Stanchart Zimbabwe head, corporate affairs, brand and marketing, Lillian Hapanyengwi said the bank was committed to managing this process in partnership with key stakeholders to minimise disruption for customers.
“The exit process is subject to regulatory approvals and Standard Chartered will continue to serve customers in Zimbabwe as usual, while options for divestment are pursued,” she said in an e-mailed response.
“We believe that the Zimbabwe business is well-placed to be run under new ownership and appropriate investment. The quality and capability of our staff will be a key point of attraction for potential buyers.”
Zimbabwe Banks and Allied Workers Union assistant secretary-general Shepherd Ngandu said the exit shows lack of faith in Zimbabwe considering that the same Stanchart is reported to be expanding its investment in neighbouring Zambia and establishing a regional head office.
“The decision by Stanchart, while celebrated by misguided elements within the polarised and politicised Zimbabwean society, has far-reaching implications not only in terms of massive job losses but also the loss of international correspondent banks and diminishing confidence in our national economic performance,” he said.
“With the departure of Barclays, Stanchart was the only remaining truly international bank.
“A number of international deals or transactions will thus be processed ordinarily through a bank that is well connected, and in Zimbabwe, we unfortunately continue to lose the connections, which are dominated by these foreign banks,” Ngandu said.

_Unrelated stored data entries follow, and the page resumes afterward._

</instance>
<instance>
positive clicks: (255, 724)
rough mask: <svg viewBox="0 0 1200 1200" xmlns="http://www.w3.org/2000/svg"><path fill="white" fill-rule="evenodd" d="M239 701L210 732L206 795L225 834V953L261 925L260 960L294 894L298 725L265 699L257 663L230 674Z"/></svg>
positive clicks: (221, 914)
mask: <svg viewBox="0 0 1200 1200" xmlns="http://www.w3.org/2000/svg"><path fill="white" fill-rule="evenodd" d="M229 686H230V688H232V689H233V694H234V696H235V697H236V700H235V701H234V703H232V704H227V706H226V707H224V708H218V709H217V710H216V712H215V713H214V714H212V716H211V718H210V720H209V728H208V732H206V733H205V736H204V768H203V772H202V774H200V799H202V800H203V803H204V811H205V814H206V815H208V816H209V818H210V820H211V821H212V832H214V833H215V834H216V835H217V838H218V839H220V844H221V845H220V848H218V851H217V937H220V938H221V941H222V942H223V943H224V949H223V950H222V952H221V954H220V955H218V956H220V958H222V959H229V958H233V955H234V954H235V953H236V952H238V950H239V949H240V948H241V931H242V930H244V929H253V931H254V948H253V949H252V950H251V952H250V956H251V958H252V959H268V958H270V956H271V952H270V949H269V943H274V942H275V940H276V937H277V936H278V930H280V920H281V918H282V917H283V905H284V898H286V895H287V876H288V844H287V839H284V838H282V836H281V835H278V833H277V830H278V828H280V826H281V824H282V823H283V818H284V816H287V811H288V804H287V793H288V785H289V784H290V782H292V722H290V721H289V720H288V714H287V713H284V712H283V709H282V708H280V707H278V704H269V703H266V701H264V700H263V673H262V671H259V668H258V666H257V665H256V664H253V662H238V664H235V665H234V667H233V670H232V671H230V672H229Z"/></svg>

He said Standard Chartered Bank, which has a staff complement of over 200, had not officially communicated to its employees about the possible exit from Zimbabwe prior to the announcement in the media.
However, Ngandu said there were marathon discussions currently ongoing between the bank and its employees through the workers committee.
“The union is available to support the Stanchart workers through negotiations for separation packages and any necessary support,” he said.
“We understand an urgent works council is on the cards this week and a series of meetings to bring the workers up to speed with this possible job carnage.”
Meanwhile, the banking sector has been hit by successive retrenchments since 2021 to date with more than 117 workers, including managers, having lost their jobs. The number is expected to increase by nearly 50% this year.
Banks, such as CBZ, Stanbic Bank and Steward Bank, contributed to the job losses with the major causes of retrenchments being reduction in physical branch network, shareholder changes and digitalisation.
According to Ngandu, job losses were as follows; CBZ, 59; Stanbic, 48; and Steward Bank, 10 non-managerial employees.
“If you add the managerial class of employees, the number can increase by a factor of nearly 50%. We have negotiated for up to four-to-six times the statutory minimum packages on behalf of our members,” he said.
“That is, the negotiated packages ranged from two months’ salary for every year served to three months’ salary against a statutory minimum of two weeks for every year served.”